Among my other hobbies, I play tabletop role-playing games.* Run them sometimes, too. If I want to be all responsible about it, I can tell you about how both playing and running RPGs is a great way to build writing skills; after all, you create stories and characters and events and then watch them play out. I play for fun, sure, but never overlook an opportunity to hone the skills, right?

Right now I’m playing a game run by a friend of mine, Spiderman Dave**. And, I have to tell you, Dave is the fucking master of the slow reveal.

When we made our characters, we made skill sets and character traits and personalities, but not backstories. We didn’t know enough about the world Dave had created to do so with any believability, so we left it to him. And in the months since we’ve started playing, he’s dropped in bits and pieces about our pasts here and there. Just enough to let us play the characters convincingly, but not enough to know the whole story. So we’re left with questions. A lot of them. Why are extremely high-ranked military officers searching so hard for a single deserter? Who put the exceptionally high price on the bar owner’s head? Why did an operative leave his loving fiancé and join a mission that will see him dead within five years? Why send a mission to an obscure corner of the universe with no hope of success?

All those questions. And, I don’t know about anyone else, but at least half the reason I’m playing is to find out the goddamned answers. The combat’s fun, and my character does have an awful lot of shiny toys, but the questions are what keep me coming back. Curiosity: I has it. In fucking spades.

Works in other fiction, too. Questions lead the reader on. Hell, look at Citizen Kane*** . Fucking ‘Rosebud’? However you feel about that movie, you have to admit that it poses a question early on which is not answered until the end, and that question digs at your brain.

That bit’s important, too; I’ve written elsewhere about the importance of keeping your promises. The answers have to fit. There has to be a pay-off. But ask those questions early and then let them dangle in the reader’s mind. This works especially well if it’s something the characters already know; people rarely need to talk about something that they know, so the long reveal makes sense. If you’re just hiding something for the sake of hiding it, then it doesn’t work and the reader feels like you’re being a cock.

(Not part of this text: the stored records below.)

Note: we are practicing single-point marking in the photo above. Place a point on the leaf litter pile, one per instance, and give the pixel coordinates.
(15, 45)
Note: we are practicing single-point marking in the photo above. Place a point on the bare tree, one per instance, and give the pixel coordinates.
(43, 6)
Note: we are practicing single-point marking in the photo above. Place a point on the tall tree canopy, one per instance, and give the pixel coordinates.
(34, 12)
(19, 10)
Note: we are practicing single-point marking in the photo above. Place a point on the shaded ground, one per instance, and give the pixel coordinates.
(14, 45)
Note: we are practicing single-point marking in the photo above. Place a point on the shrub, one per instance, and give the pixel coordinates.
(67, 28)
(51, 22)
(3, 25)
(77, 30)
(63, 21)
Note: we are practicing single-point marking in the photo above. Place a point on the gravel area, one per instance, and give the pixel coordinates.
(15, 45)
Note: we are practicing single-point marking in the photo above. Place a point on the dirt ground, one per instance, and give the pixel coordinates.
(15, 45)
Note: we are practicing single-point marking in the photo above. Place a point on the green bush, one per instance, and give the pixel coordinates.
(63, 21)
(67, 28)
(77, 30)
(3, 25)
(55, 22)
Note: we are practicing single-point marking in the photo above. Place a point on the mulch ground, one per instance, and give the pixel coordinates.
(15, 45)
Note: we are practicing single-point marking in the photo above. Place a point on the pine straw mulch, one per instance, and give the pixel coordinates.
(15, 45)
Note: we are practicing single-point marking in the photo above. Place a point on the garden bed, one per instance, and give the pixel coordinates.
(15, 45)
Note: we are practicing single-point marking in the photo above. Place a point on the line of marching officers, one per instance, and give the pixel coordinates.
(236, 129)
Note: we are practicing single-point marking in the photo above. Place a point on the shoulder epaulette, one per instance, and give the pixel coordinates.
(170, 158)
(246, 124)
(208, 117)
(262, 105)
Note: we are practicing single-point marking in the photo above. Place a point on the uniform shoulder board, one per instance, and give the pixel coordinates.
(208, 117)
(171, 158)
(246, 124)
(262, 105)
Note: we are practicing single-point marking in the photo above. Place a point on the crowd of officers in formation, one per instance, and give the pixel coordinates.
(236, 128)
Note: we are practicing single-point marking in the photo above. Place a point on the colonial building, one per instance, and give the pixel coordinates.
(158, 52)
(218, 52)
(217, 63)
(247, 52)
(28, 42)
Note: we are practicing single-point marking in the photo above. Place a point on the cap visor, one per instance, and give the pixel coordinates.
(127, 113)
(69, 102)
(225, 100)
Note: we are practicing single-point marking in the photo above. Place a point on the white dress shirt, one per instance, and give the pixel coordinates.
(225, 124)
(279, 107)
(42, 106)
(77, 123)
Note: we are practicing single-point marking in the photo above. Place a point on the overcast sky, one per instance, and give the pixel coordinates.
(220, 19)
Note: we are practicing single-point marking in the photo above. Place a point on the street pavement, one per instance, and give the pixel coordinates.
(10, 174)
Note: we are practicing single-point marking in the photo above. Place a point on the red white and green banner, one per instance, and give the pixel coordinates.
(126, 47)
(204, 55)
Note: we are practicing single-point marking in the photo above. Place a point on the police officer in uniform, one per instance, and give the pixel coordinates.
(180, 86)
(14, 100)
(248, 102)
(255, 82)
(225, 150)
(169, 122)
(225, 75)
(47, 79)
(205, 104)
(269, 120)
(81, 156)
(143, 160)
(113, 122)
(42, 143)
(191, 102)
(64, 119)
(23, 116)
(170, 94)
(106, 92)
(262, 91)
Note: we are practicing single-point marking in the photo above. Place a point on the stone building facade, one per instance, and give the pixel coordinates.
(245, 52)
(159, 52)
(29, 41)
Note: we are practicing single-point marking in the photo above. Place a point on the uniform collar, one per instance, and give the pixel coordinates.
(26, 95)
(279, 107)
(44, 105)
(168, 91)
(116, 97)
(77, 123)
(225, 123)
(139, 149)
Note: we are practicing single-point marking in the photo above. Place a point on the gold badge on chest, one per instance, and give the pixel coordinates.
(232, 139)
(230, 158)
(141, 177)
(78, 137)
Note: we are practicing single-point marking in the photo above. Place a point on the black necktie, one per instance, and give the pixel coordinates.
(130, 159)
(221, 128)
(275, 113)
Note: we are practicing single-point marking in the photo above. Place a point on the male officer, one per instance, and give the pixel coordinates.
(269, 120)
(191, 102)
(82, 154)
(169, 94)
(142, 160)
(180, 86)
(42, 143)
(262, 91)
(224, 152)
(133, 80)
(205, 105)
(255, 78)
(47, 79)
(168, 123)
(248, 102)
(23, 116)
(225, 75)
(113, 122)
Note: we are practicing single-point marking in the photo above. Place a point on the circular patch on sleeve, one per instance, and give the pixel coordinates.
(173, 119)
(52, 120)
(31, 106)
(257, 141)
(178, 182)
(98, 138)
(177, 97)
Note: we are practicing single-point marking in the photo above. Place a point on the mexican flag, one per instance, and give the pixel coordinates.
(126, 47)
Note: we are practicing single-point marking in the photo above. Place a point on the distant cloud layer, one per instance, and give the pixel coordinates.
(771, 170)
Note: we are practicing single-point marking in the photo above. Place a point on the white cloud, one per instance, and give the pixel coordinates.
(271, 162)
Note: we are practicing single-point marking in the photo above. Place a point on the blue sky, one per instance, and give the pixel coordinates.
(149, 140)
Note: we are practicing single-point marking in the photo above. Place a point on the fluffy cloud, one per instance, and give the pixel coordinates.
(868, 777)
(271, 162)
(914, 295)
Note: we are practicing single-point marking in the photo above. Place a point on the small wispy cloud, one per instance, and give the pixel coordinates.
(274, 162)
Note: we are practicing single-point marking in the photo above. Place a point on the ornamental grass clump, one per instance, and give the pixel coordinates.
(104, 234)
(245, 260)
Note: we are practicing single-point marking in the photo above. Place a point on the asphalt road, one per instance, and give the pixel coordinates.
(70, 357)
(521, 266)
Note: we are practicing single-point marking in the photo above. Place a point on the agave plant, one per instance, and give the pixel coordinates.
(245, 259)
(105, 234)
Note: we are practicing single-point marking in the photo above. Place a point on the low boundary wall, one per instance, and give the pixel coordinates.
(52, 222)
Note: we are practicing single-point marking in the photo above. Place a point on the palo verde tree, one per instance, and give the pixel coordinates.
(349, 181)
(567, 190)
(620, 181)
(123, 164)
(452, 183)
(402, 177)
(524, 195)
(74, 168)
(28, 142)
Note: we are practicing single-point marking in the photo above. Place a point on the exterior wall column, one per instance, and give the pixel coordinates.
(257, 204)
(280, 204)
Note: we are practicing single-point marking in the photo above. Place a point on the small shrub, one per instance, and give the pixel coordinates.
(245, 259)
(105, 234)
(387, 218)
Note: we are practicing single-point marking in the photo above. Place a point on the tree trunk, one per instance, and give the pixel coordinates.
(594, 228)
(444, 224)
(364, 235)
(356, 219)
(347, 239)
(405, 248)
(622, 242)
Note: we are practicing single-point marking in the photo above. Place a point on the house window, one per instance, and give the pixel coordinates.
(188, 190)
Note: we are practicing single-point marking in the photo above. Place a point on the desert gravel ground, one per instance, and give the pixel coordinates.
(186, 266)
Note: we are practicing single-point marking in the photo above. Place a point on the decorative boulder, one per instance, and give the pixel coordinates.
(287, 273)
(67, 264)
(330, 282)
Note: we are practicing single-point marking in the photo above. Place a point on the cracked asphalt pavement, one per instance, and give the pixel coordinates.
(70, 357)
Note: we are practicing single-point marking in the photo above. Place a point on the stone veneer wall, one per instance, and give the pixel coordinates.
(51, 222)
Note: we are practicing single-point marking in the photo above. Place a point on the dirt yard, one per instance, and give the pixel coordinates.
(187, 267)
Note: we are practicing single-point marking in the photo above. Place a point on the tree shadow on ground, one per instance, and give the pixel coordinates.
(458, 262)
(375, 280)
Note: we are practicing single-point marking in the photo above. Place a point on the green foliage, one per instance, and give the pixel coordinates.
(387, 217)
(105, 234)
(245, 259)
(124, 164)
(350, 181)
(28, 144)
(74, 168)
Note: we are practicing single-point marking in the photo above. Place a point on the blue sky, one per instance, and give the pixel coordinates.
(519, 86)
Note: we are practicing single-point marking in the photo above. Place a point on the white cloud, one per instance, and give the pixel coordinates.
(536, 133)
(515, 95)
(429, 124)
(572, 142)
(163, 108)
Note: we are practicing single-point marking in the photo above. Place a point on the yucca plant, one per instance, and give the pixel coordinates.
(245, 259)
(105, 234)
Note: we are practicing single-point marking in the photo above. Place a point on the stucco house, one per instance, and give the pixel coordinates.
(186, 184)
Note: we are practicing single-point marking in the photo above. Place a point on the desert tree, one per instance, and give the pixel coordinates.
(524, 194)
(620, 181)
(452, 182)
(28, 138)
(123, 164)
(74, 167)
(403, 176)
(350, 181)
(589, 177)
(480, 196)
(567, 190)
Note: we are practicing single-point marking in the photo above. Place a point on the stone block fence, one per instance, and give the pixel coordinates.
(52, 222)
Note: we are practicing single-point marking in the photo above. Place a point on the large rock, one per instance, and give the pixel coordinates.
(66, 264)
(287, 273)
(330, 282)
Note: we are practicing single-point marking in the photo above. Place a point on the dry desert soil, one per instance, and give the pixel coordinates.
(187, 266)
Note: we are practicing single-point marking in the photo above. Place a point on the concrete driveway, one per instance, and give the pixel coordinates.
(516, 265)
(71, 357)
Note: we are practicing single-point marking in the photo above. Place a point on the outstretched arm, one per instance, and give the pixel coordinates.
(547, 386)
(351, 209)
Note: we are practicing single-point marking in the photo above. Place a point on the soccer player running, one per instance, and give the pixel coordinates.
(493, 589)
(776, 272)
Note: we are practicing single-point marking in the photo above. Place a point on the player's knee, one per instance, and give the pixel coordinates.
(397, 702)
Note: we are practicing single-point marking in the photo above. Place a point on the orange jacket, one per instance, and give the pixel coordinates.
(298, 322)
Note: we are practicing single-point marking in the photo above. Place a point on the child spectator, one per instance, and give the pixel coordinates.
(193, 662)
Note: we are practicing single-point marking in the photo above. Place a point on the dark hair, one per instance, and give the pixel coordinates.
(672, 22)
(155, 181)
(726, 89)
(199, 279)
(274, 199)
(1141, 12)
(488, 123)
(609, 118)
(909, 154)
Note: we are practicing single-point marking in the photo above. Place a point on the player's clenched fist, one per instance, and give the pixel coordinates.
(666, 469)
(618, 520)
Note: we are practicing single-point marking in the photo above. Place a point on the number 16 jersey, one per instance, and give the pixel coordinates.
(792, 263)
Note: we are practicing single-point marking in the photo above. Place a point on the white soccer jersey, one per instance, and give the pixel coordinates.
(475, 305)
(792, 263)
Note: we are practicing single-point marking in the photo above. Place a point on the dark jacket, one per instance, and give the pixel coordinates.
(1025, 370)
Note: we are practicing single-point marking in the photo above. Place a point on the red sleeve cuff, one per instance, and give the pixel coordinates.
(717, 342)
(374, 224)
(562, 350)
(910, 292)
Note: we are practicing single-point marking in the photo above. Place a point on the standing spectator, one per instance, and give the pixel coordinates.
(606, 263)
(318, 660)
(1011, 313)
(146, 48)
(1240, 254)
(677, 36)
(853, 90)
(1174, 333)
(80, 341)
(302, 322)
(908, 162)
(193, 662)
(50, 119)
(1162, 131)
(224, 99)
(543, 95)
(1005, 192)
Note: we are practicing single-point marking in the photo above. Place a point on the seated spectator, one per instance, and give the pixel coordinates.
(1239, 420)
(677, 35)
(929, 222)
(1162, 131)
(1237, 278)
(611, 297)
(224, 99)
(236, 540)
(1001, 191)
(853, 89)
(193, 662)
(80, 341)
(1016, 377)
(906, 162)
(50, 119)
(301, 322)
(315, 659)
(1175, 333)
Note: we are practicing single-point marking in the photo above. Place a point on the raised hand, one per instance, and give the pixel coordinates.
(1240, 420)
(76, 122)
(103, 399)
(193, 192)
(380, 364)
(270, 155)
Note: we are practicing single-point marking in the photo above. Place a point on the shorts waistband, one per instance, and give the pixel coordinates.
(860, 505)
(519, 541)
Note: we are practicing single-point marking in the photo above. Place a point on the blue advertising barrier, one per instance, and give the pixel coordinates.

But with the right questions asked at the right time, you can lead a reader right through the story you’ve written. Just make sure the answer’s not a goddamned sled.

*For the non-nerds among you, this includes things like Dungeons and Dragons, Shadowrun, Call of Cthulhu, Rifts…all that stuff that requires character sheets and dice and spare time. Hell of a lot of fun if you’ve never tried it.

**Thus named to distinguish him from the other Daves I know: Uncle Dave, Tattoo Dave, Fur-Pants Dave, I-Nailed-His-Hat-To-My-Door-With-A-Pocket-Knife Dave…

***Apologies for using such a tired, over-used reference, but I didn’t want to spoil things for people by using a newer one. Frankly, if you don’t know the ending of Citizen Kane by now, you haven’t been paying attention.